Liberty Sipp has been ordered by the Pensions Ombudsman to pay out more than £18,500 to its client after it found the now defunct provider did not carry out enough due diligence checks before allowing a pension transfer into a dodgy Ssas.
The ombudsman said the provider had a duty to protect the interests of its clients and should have carried out adequate due diligence and provided warnings to the client before allowing him to transfer his pension.
Problems first arose in March 2017 when Mr E submitted a request to Liberty Sipp to transfer the full value of his £97,100 Sipp to the Dawson Metals Retirement Benefits Scheme, a small self-administered scheme (Ssas).
However, he later changed his request so that he would only transfer £18,500 of his Sipp into the Dawson scheme and Liberty Sipp carried out the transfer shortly after.
But Mr E soon had concerns that his money had been lost or misappropriated by the new scheme and complained to Liberty Sipp for failing to put in place the necessary procedures to reflect industry guidance on pension fraud.
He called on the provider to put him back into the position he would be in if the transfer hadn’t occurred.
But Liberty Sipp said it had carried out all the usual checks, guaranteed the scheme was registered with HM Revenue & Customs and found “nothing out of the ordinary” with the transfer to the Ssas.
An adjudicator at the ombudsman concluded further action was required by Liberty Sipp.
The PO said while Liberty Sipp had obtained the necessary documentation of the Ssas it had not carried out any due diligence on the employer sponsor or the connection with Mr E.
The adjudicator said: “Although Liberty could to give advice about the transfer it could have given warnings to Mr E and, if necessary, delayed the transfer until it obtained further information.”
The Pension Regulator’s guidance, published in February 2013, states providers should establish the client’s level of understanding of the type of scheme they will be transferring into and should direct them to The Pensions Advisory Service for any questions they may have.

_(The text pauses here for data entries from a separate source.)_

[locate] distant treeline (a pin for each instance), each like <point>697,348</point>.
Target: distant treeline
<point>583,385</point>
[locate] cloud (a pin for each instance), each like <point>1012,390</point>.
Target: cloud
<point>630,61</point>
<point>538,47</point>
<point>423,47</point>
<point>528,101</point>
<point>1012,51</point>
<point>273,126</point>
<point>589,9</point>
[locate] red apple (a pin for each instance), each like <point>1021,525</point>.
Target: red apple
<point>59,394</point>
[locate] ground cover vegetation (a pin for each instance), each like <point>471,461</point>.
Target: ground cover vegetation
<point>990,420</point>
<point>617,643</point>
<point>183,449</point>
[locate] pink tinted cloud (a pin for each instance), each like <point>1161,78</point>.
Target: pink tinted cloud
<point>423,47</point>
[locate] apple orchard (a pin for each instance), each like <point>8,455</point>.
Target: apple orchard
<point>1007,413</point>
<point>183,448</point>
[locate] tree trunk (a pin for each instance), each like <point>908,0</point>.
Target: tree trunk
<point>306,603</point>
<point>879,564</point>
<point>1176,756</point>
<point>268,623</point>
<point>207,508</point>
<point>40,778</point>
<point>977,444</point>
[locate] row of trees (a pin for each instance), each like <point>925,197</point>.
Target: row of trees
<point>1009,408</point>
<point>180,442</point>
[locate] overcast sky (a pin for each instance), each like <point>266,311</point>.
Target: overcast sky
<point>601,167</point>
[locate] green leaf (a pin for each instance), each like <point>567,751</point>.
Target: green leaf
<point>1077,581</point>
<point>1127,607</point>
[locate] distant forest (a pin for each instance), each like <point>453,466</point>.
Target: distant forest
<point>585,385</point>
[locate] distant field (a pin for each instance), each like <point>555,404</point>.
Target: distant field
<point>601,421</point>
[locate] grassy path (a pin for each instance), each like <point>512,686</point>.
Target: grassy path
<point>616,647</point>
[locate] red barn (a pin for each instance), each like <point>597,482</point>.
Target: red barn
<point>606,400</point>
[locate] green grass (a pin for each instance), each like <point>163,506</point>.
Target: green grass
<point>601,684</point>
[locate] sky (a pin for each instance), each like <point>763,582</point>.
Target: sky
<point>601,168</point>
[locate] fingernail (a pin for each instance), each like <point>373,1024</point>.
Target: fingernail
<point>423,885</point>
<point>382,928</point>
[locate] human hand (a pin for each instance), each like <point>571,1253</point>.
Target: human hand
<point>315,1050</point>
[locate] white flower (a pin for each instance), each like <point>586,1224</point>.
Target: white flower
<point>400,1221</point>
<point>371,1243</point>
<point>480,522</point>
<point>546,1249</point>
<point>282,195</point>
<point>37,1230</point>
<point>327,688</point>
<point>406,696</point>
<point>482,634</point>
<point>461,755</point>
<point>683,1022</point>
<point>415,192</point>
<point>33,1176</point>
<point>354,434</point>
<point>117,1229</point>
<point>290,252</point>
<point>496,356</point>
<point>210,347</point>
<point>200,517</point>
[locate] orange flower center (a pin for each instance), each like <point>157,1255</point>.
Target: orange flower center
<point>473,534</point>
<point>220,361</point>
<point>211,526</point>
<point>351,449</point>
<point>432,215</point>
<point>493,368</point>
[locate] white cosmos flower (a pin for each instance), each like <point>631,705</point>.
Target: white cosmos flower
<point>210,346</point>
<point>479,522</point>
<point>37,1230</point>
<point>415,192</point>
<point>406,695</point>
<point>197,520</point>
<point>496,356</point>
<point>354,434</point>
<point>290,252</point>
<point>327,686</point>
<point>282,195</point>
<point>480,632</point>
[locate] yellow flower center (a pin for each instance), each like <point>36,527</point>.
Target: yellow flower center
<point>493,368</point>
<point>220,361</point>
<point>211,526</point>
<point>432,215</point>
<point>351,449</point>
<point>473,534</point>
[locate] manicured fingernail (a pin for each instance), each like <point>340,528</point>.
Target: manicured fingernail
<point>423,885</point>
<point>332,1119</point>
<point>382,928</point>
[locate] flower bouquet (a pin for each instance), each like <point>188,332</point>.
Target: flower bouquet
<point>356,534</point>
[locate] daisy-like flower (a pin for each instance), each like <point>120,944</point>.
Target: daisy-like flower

But Liberty had not contacted Mr E and simply progressed the transfer into the Dawson scheme.
The ombudsman stated that at the time of Mr E’s transfer, the scheme was registered with HMRC and able to accept transfers.
Even if Liberty Sipp had carried out full due diligence it would not have been able to categorically state that it was being used as a scam vehicle, according to the ombudsman.
But, there were enough risk factors for Mr E to have been dissuaded from transferring, it added.
Liberty Sipp disagreed stating there were “no red flags” as there was nothing to suggest Mr E had been approached unsolicited.
Ombudsman Anthony Arter concluded Liberty Sipp should have been aware of the increasing level of pension scams at the time of the transfer saying it was disappointing it had been so “unaware of the requirements placed on it to protect the interests of its customers”.